My experience have been that changes don't work properly (at least for us) and we ended by uninstall the gateway, rebooting all nodes and installing the gateway again to properly handle new base configurations

tboerger avatar Mar 25 '25 14:03 tboerger

Hi, please check if the Egress Tunnels can access each other:

kubectl get EgressTunnel

lou-lan avatar Mar 26 '25 04:03 lou-lan

@lou-lan .. here is the output ..

[svc_dms_admin@a0420tnedmsk8m01 calico_yamls]$ kubectl get egresstunnel -o yaml
apiVersion: v1
items:
- apiVersion: egressgateway.spidernet.io/v1beta1
  kind: EgressTunnel
  metadata:
    creationTimestamp: "2025-03-24T13:46:45Z"
    finalizers:
    - egressgateway.spidernet.io/egresstunnel
    generation: 1
    name: a0420tnedmsk8m01.grameenphone.com
    resourceVersion: "4818652"
    uid: aa47d4c7-b0fe-4954-a9a3-870a5d9cd318
  spec: {}
  status:
    lastHeartbeatTime: "2025-03-24T13:46:45Z"
    mark: "0x26436ff2"
    phase: Ready
    tunnel:
      ipv4: 192.200.121.210
      mac: 66:f3:37:7a:aa:26
      parent:
        ipv4: 10.18.162.134
        name: ens192
- apiVersion: egressgateway.spidernet.io/v1beta1
  kind: EgressTunnel
  metadata:
    creationTimestamp: "2025-03-24T13:46:45Z"
    finalizers:
    - egressgateway.spidernet.io/egresstunnel
    generation: 1
    name: a0420tnedmsk8w01.grameenphone.com
    resourceVersion: "4818667"
    uid: abb2b9ea-5b36-462c-9e3f-073d267efb64
  spec: {}
  status:
    lastHeartbeatTime: "2025-03-24T13:46:46Z"
    mark: "0x268157a6"
    phase: Ready
    tunnel:
      ipv4: 192.200.151.60
      mac: 66:2b:ef:14:19:78
      parent:
        ipv4: 10.18.162.135
        name: ens192
- apiVersion: egressgateway.spidernet.io/v1beta1
  kind: EgressTunnel
  metadata:
    creationTimestamp: "2025-03-24T13:46:45Z"
    finalizers:
    - egressgateway.spidernet.io/egresstunnel
    generation: 1
    name: a0420tnedmsk8w02.grameenphone.com
    resourceVersion: "4818666"
    uid: ff49cc05-03a1-4e91-a020-dad905f8073d
  spec: {}
  status:
    lastHeartbeatTime: "2025-03-24T13:46:46Z"
    mark: "0x26546c92"
    phase: Ready
    tunnel:
      ipv4: 192.200.69.19
      mac: 66:2a:5d:65:40:23
      parent:
        ipv4: 10.18.162.136
        name: ens192
- apiVersion: egressgateway.spidernet.io/v1beta1
  kind: EgressTunnel
  metadata:
    creationTimestamp: "2025-03-24T13:46:45Z"
    finalizers:
    - egressgateway.spidernet.io/egresstunnel
    generation: 1
    name: a0420tnedmsk8w03.grameenphone.com
    resourceVersion: "4818665"
    uid: de4ccd14-39af-4a22-a0da-e401868c1496
  spec: {}
  status:
    lastHeartbeatTime: "2025-03-24T13:46:46Z"
    mark: "0x2610c890"
    phase: Ready
    tunnel:
      ipv4: 192.200.15.12
      mac: 66:a9:54:7d:1d:84
      parent:
        ipv4: 10.18.162.137
        name: ens192
kind: List
metadata:
  resourceVersion: ""

saibaldey avatar Mar 26 '25 04:03 saibaldey

My experience have been that changes don't work properly (at least for us) and we ended by uninstall the gateway, rebooting all nodes and installing the gateway again to properly handle new base configurations

Thanks @tboerger for sharing your experience. We will do needful & share the results.

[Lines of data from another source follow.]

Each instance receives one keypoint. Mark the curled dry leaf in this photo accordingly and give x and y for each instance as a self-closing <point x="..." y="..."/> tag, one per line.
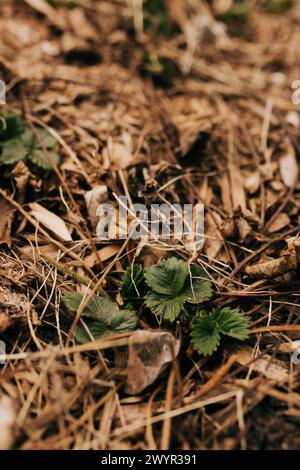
<point x="288" y="166"/>
<point x="149" y="353"/>
<point x="281" y="221"/>
<point x="7" y="420"/>
<point x="6" y="218"/>
<point x="93" y="199"/>
<point x="50" y="221"/>
<point x="14" y="307"/>
<point x="288" y="261"/>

saibaldey avatar Mar 26 '25 04:03 saibaldey

Just to update, we were able to reproduce the issue in another environment & now we are sure the root cause is multiple interface. With just single interface, things are working fine & when having multiple interface, the pods on the non-egress nodes are not able to reach the external resources. FYI @tboerger / @lou-lan

saibaldey avatar Mar 26 '25 12:03 saibaldey

My experience have been that changes don't work properly (at least for us) and we ended by uninstall the gateway, rebooting all nodes and installing the gateway again to properly handle new base configurations

Thanks @tboerger for sharing your experience. We will do needful & share the results.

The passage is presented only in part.